If you are using SQL server you can use a timestamp column. The timestamp column is changed anytime a row is modified. Essentially when your updating the DB you can check if the timestamp column is the same as when the client first got the data, if so no one has modified the data.

Edit

If you want to minimize the bandwidth, you could emulate the timestamp concept by adding a version number on each object. So for example:

  1. Client 1 requests object, sever returns Object V1
  2. Client 2 requests object, server returns Object v2
  3. Client 1 modifies object sending it back to server as V1
  4. Server compares the version and see's v1=v1 so it commits the change
  5. Server increments the version of the object so now its v2
  6. Client 2 modifis object sending it back to server as v1
  7. Server compares the version and see's v1!=v2 so it performs whatever your policy is

For configuring your policy, you could define in a configuration a specific object that will handle Policy failures depending on the type of root object. You could whip up a IOptomisticCheckFailurePolicy interface, and you could probally use one of the DI libraries like structure map to create the object when you need it (Although you could just as easily load it up using reflection)

JoshBerke
A: 

One way of implementing optimistic locking logic is to base it on a last modified timestamp of a row. So the update will look as follows:

UPDATE .... WHERE id = x AND last_updated = t

x: record id. t: the last updated timestamp of the row when it was loaded from the database (i.e. before modifications).

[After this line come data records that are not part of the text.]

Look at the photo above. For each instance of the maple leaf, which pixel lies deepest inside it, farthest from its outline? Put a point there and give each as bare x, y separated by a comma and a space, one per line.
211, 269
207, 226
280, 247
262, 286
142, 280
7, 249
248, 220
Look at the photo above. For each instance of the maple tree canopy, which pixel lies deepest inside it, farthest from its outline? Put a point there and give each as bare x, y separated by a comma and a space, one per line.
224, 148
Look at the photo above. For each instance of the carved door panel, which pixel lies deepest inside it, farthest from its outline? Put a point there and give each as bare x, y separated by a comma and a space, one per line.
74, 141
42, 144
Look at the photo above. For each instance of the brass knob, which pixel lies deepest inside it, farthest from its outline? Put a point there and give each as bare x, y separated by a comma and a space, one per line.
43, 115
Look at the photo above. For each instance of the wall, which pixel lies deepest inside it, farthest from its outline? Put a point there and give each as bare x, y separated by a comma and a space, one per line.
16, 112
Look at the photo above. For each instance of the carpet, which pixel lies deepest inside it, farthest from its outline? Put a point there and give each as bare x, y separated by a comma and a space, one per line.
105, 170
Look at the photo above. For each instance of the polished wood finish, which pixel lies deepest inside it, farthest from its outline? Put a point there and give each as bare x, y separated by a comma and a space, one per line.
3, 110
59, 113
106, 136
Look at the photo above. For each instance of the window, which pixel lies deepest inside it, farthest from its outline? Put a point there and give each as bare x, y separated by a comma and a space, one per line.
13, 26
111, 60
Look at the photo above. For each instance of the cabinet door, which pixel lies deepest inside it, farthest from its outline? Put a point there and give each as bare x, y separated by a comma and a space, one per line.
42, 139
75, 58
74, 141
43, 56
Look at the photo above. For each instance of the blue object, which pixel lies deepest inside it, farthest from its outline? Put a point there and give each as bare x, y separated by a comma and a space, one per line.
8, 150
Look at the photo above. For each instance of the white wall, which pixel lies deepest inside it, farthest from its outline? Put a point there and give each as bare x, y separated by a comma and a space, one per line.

Note that one of the fields that must be updated directly or indirectly is the timestamp to be set to now (or UtcNow).

This way the update will fail in case the record was modified in the background. Once the update failed, you can issue further queries to detect the cause of the failure. For example,

  1. Record has been deleted.
  2. Record has been modified.

This simple approach provides row level optimistic locking, it is not column based and has no conflict resolution.

vboctor
if your using MS SQL use a timestamp column it automaticly changes the timestamp when the row is modified.
JoshBerke
My answer is DBMS agnostic. So you either use some feature in the underlying DBMS to update the timestamp or do it yourself. No disagreement there :)
vboctor
A: 

Have you looked at the Microsoft Sync Framework?